The writing here, for the most part, is genius. In such a story, it's obvious that the stakes are heightened by introducing us to the daughter of the married couple in question. But other than Nalan Kumarasamy, you can't imagine a single writer who'd choose to write a story about adultery set during Covid times, and also place the man's father-in-law right in the middle of all the awkwardness.   

This father-in-law hardly gets a dialogue, neither does he get involved in the central issue, but it's his character that makes this such a unique 'indoorsy' short. Of course, the film deals with the concept of a role reversal within the context of adultery, but it's equally a commentary on what happens to privacy during the lockdown. And suddenly, intense scenes need to be set inside the bathroom and on the terrace. The man has to pump iron alone in his bedroom when he's sad, while the couple end up dancing together near the gate, outside their garage. 

Why are women conditioned to forgive when men wander away from a marriage, and why is the reaction so different when men find themselves in the same situation? Set within this conflict, Nalan Kumarasamy shows us Vijay Sethupathi like we've never seen him before. Though we've seen him do evil and dark shades of grey, in Aadal Paadal we see a shady side to him that's more controlled than the easygoing charmer we're used to seeing. He reflects the millions of ego-bruised men who have different  rules for themselves and their partners. Along with some wacky music by first-timer Edwin Louis Viswanath, we get a Lockdown film that places people in situations they can't escape from, both literally as well as metaphorically. 

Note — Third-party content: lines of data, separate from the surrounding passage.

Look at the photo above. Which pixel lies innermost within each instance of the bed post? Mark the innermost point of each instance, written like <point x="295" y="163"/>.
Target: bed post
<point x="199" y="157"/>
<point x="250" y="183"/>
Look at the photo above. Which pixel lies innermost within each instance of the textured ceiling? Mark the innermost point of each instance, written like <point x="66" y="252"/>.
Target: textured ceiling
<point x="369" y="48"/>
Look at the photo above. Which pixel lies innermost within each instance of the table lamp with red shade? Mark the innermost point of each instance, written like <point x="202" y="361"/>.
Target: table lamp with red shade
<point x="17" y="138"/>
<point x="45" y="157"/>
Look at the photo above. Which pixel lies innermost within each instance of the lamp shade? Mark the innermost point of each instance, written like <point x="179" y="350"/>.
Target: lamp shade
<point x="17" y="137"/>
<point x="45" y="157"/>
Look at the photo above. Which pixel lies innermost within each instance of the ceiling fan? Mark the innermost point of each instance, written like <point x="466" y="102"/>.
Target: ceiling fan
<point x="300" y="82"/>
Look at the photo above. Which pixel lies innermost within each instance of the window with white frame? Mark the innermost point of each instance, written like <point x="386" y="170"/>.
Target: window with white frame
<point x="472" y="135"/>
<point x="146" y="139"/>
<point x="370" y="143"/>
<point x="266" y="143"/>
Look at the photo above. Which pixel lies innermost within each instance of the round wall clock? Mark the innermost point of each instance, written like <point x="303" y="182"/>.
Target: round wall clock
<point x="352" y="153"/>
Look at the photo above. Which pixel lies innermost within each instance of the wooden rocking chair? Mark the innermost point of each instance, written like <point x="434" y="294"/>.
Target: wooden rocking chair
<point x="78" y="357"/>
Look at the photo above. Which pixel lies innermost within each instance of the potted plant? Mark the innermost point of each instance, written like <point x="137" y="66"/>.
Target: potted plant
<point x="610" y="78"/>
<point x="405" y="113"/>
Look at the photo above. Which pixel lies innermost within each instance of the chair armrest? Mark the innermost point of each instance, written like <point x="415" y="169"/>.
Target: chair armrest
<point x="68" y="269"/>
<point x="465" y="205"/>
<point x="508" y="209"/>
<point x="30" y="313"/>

Finally, it's the messiah of messy relationships who ends up giving us the most heartfelt of shorts in Kutty Story. Gautham Menon once again writes a plot that places a 'mellisaana kodu' as the central conflict, but over here, it's not between right and wrong as he'd explored in Yennai Arindhaal. In Edhirpaaradha Mutham (the unexpected kiss), he's obsessed with an even finer line that separates love from friendship. In true GVM fashion, we join a bunch of middle-aged men over drinks as they discuss Adhi (GVM himself) and his college-time bestie Miru (Amala Paul) through their three-year-long friendship. He's literally 'kissing-and-telling' as he asks his friends and his present WIFE if there's such a thing as a platonic kiss between a man and a woman. The debate is delicious and with each passing drink, his friend Prabhakaran (Robo Shankar) becomes the mouthpiece for all our thoughts as the talk intensifies. The intercuts between the past and the present are lovely and there's a genuine amount of honesty when Adhi admits, even to his wife, that this kiss with his old friend was just him behaving emotionally. 

What happens after must remain a surprise, but for me, this is GVM at his messiest best since  Neethane En Ponvasantham. In his films, an ex isn't just an excuse to run to the TASMAC bar. A person's past is treated with a great level of dignity and love gets the respect it deserves, even if that person may not remain the same to you today. It just lets love be, devoid of labels and rules, and that's a radical idea at this point in time.